According to family lore, my Nonna refused to even talk to this family for some time. Herreluctance explained by the presence of German troops in her Italian hometown just a few years prior. At some point, however, Nonna overcame that terrible history, introduced herself and her German neighbours became her best friends in town.
I find it a great Australian story. People come here from all over the world. Sometimes they bring baggage with them of war and conflict. But new Australians eventually leave that baggage behind and we all become one people.
I don’t find the insertion of the words ‘one and free’ to our national anthem objectionable then. We are one people and it is a fine thing to express that in our national anthem.
Yet all countries view themselves as ‘one’ nation so this sentiment hardly distinguishes Australia from other countries.
So for whatever the new words add, we have lost more from removing the word ‘young’ from our national anthem. We are a young nation. We are made up of old civilisations, including Aboriginal people who trace their history back tens of thousands of years. But as a nation we are young and that is what makes us a little different and special from many others.
Expressing that we are a young nation does not detract from any of the history of indigenous peoples. Their history is a rich one that should be celebrated. But prior to 1788, there was no notion that Aboriginal peoples were part of one polity or one nation living in the Southern Land (Australia is Latin for Southern Land).
That concept came much more recently. Indeed, it was not until the latter half of the 1800s that people began to think of themselves as Australians, rather than British or members of the different Australian colonies.
The composer of our national anthem, Peter Dodds McCormick, was inspired by this newfound national pride. One night he attended a concert where “all the National Anthems of the world were to be sung”. As Peter later explained “I felt very aggravated that there was not one note for Australia.
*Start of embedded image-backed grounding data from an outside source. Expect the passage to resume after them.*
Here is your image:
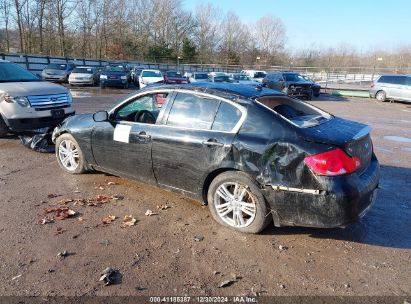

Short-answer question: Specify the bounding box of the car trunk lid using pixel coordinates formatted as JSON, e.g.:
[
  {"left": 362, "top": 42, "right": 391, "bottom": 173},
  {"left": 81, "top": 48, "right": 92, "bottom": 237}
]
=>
[{"left": 299, "top": 117, "right": 373, "bottom": 174}]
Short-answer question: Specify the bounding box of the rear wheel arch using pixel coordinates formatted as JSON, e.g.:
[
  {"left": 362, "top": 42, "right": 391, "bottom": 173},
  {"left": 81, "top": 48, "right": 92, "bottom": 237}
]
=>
[{"left": 202, "top": 168, "right": 239, "bottom": 204}]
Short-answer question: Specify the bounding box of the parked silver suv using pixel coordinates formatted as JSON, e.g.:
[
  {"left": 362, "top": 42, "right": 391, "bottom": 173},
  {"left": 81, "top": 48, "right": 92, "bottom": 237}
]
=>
[
  {"left": 0, "top": 60, "right": 75, "bottom": 137},
  {"left": 370, "top": 74, "right": 411, "bottom": 103}
]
On the way home in a bus, I concocted the first verse of my song and when I got home I set it to music.”
Some complain that our national anthem lacks the gravitas of other nations’ songs. But I think our anthem is quintessentially Australian, written by a school teacher on a bus ride home from a concert. The story encapsulates our egalitarian nature even if the tune itself is hardly Beethoven.
So we should understand this history before we tinker with the words. Peter Dodds McCormick was expressing the newfound optimism of a new, young nation being founded. His anthem was sung by 10,000 people at the inauguration of Australia in 1901 and his obituary in the Sydney Morning Herald in 1916 noted that his song “has come to be recognised as something of an Australian National Anthem”.
There are at least nine references to Australia being “young” in the Federation debates of the 1890s. West Australian representative William Marmion expressed the feeling most eloquently while (unsuccessfully) arguing against adopting the word ‘Commonwealth’ to describe Australia: “I say it is our duty here as statesmen, supposed to represent the intelligence, rising genius, and talents of this young country, to beware of those old associations and ideas which may cause discord in the minds of those who are endeavouring to form this great nation.”
Even as the years pass we should not easily let go of that young spirit that provides a new beginning and new hope to so many around the world. That is why I will continue to sing “young and free” in our national anthem and do so proudly!